Walk us through the estate and we will scope renovate, replatform or rebuild, with the risk priced in.
How we deliver modernisation?
The same delivery discipline on every engagement - from the first map to a handover your team runs.
We audit the legacy system before proposing anything: code quality, data state, integration points, infrastructure costs and the undocumented behaviour users rely on. The output is an honest picture of what exists - including the parts nobody currently understands.
Renovate, replatform or rebuild - we argue the decision per component, in writing, with cost, risk and timeline for each option.
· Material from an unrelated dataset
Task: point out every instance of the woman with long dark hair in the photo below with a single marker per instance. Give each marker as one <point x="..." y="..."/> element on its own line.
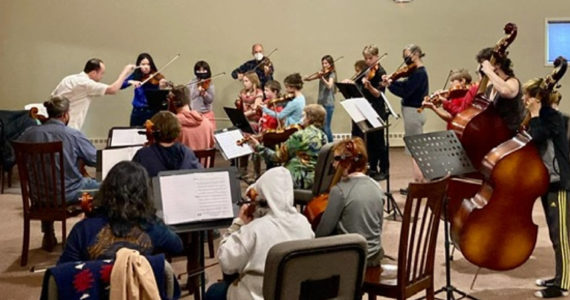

You approve a target architecture and a staged plan before any production work begins on your system.
We refactor, containerise and rebuild in increments, moving users and data in controlled waves while the legacy system stays live. Every wave is reconciled against the source and every stage carries a rehearsed rollback, so no single step can take the business down.
Once the new system has carried real production load, we complete the cutover, decommission the legacy estate and hand over code, pipelines, runbooks and documentation - with a support period while your own team takes full ownership.
Legacy systems rarely fail loudly. They keep processing transactions, which is exactly why they survive: nobody wants to touch the thing that works. The cost accumulates elsewhere. Every new feature takes longer because it has to thread through code nobody fully understands. Every integration becomes a custom workaround. Every security review produces a longer list of exceptions. The system is not broken - it is rigid, and rigidity is what loses to competitors who ship monthly.
The trigger for modernisation is usually external: a platform reaching end of support, a compliance requirement the old stack cannot meet, a partnership that demands integrations the architecture cannot absorb, or the moment the last engineer who truly understands the codebase resigns. By that point the safe-looking option - doing nothing - has quietly become the riskiest one, because every year adds data, users and integrations to the eventual migration.
Our work is to turn that situation back into an engineering problem: map what exists, decide what each part should become, and move there in stages that never put live operations at risk. The rest of this page describes how we make those decisions and run that migration.
There is no single modernisation recipe - there are three paths with very different cost and risk profiles, and choosing the wrong one wastes a year. We make the decision explicit at the start of every engagement, argued in writing against your actual codebase and team, not in the abstract.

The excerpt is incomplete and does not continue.